For any x, y, $(x+ y)^2= x^2+ 2xy+ y^2\ge 0$ so $-2xy\le x^2+ y^2$ and $(x- y)^2= x^2- 2xy+ y^2\ge 0$ so $2xy\le x^2+ y^2$.

So
$$\left|\frac{(x- 1)xy^2}{x^2+ y^2}\right|=\left|(x- 1)y\frac{xy}{x^2+ y^2}\right|\le\frac{1}{2}\left|(x-1)y\right|$$

10. Apr 3, 2013

### mrcleanhands

And this is related to epsilon delta proofing right? (struggling with at at the moment so can't really connect this)...

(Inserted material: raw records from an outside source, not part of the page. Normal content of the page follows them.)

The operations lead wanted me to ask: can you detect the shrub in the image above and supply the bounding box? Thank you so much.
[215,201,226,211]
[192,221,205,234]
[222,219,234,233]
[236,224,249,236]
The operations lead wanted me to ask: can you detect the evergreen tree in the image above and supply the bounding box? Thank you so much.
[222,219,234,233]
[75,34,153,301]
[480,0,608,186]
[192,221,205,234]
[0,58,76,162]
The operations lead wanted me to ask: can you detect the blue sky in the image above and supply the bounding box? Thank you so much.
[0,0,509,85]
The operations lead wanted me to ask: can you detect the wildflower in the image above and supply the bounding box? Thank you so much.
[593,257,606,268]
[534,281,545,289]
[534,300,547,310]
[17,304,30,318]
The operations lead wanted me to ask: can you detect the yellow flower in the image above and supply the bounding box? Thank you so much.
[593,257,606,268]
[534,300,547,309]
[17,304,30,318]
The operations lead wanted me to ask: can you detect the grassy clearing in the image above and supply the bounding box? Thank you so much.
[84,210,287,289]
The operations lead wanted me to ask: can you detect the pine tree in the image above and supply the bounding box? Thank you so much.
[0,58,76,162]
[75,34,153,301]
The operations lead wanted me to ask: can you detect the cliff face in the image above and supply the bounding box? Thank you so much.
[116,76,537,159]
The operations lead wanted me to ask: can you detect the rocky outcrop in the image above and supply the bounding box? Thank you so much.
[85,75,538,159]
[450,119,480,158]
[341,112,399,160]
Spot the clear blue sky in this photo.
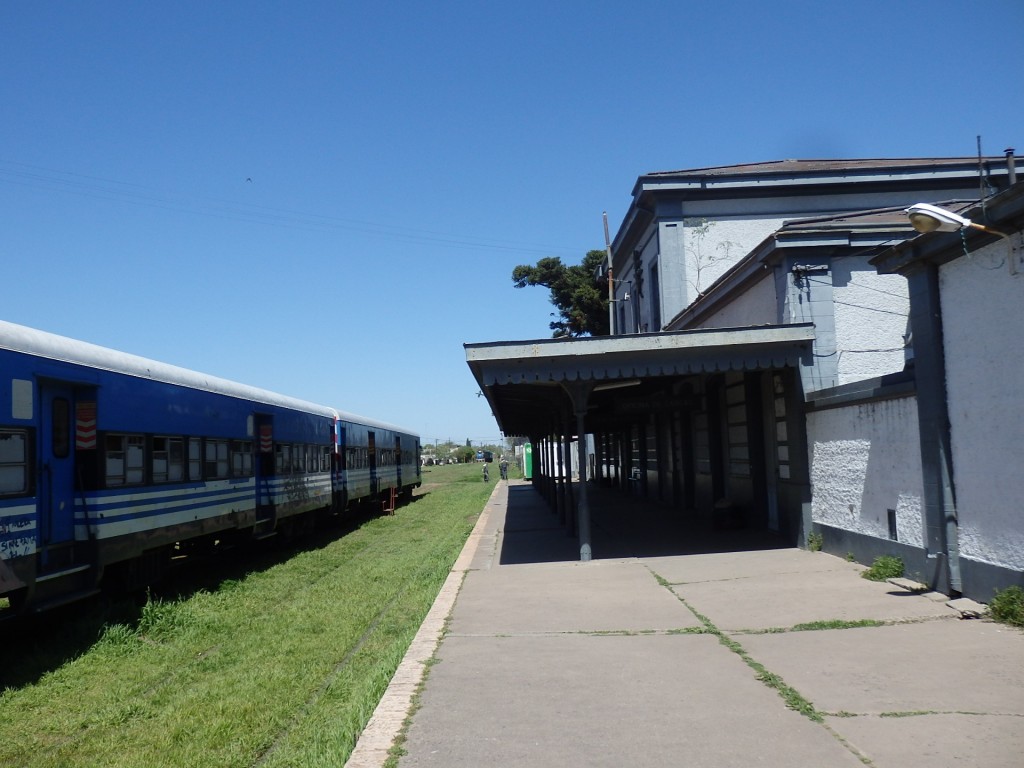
[0,0,1024,442]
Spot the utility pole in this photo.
[601,211,615,336]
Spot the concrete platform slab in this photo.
[738,618,1024,722]
[826,714,1024,768]
[400,630,861,768]
[451,560,699,635]
[673,565,955,631]
[645,547,864,584]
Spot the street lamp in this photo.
[906,203,1017,274]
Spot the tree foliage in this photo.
[512,251,609,339]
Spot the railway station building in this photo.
[466,154,1024,601]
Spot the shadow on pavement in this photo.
[501,484,792,565]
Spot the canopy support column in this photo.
[562,382,594,562]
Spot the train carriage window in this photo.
[231,440,253,477]
[0,429,29,496]
[188,437,203,480]
[204,440,228,479]
[103,434,145,485]
[153,436,184,482]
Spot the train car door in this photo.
[254,414,276,535]
[38,382,75,570]
[367,431,377,496]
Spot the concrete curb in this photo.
[345,481,508,768]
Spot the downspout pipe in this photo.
[907,263,963,595]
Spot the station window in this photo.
[204,440,228,480]
[231,440,253,477]
[0,429,29,496]
[153,436,185,482]
[103,434,145,485]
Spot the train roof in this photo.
[0,321,415,434]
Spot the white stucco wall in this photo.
[673,217,784,305]
[807,397,924,547]
[698,269,778,328]
[831,257,910,385]
[939,242,1024,570]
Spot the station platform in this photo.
[347,480,1024,768]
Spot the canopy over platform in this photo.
[464,324,814,436]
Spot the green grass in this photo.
[988,586,1024,627]
[861,555,903,582]
[0,465,494,768]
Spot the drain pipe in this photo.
[906,264,964,596]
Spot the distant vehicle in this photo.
[0,322,421,617]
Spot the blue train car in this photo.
[0,322,419,610]
[338,413,422,514]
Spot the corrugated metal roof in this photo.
[641,156,1006,178]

Btw I'm not supposed to use epsilon delta proofing to test the limit in this question. Just supposed to approach it from different lines which I haven't succeeded in doing thus far.

11. Apr 3, 2013

### jbunniii

OK, going back to your original expression:
$$\frac{x(x+1)y^{2}}{(x+1)^{2}+y^{2}}$$
what limit do you get if you approach $(-1,0)$ along the line $y = 0$?

12. Apr 3, 2013

### bayan

Removed

Last edited: Apr 3, 2013
13. Apr 5, 2013

### mrcleanhands

$f(x,0)=0$

14. Apr 5, 2013

### jbunniii

So what can you conclude?

15. Apr 5, 2013

### mrcleanhands

I didn't think you could conclude anything from that apart from what it is, approaching (-1,0) along the y axis produces a limit of 0 but that doesn't mean it's true for the whole function etc

16. Apr 5, 2013

### jbunniii

If the function was continuous at (-1,0), then the limit would have to be the same, no matter what direction you approach from. And what would the limit have to equal?

17. Apr 5, 2013

### mrcleanhands

0, same as approaching (-1,0) from the line y=0

18. Apr 5, 2013

### jbunniii

No, look at how the function is defined at (-1,0). What would the limit as (x,y) approaches (-1,0) have to be in order for the function to be continuous?

19. Apr 5, 2013

### mrcleanhands

I'm not following :(
What do you mean what would the limit have to be for the function to be continuous?

For the function to be continuous the limit would have to be the same as (x,y) approaches (-1,0) from any directional line...

20. Apr 5, 2013

### jbunniii

What is the value of the function at (-1,0)? Doesn't the limit have to match that value if the function is continuous?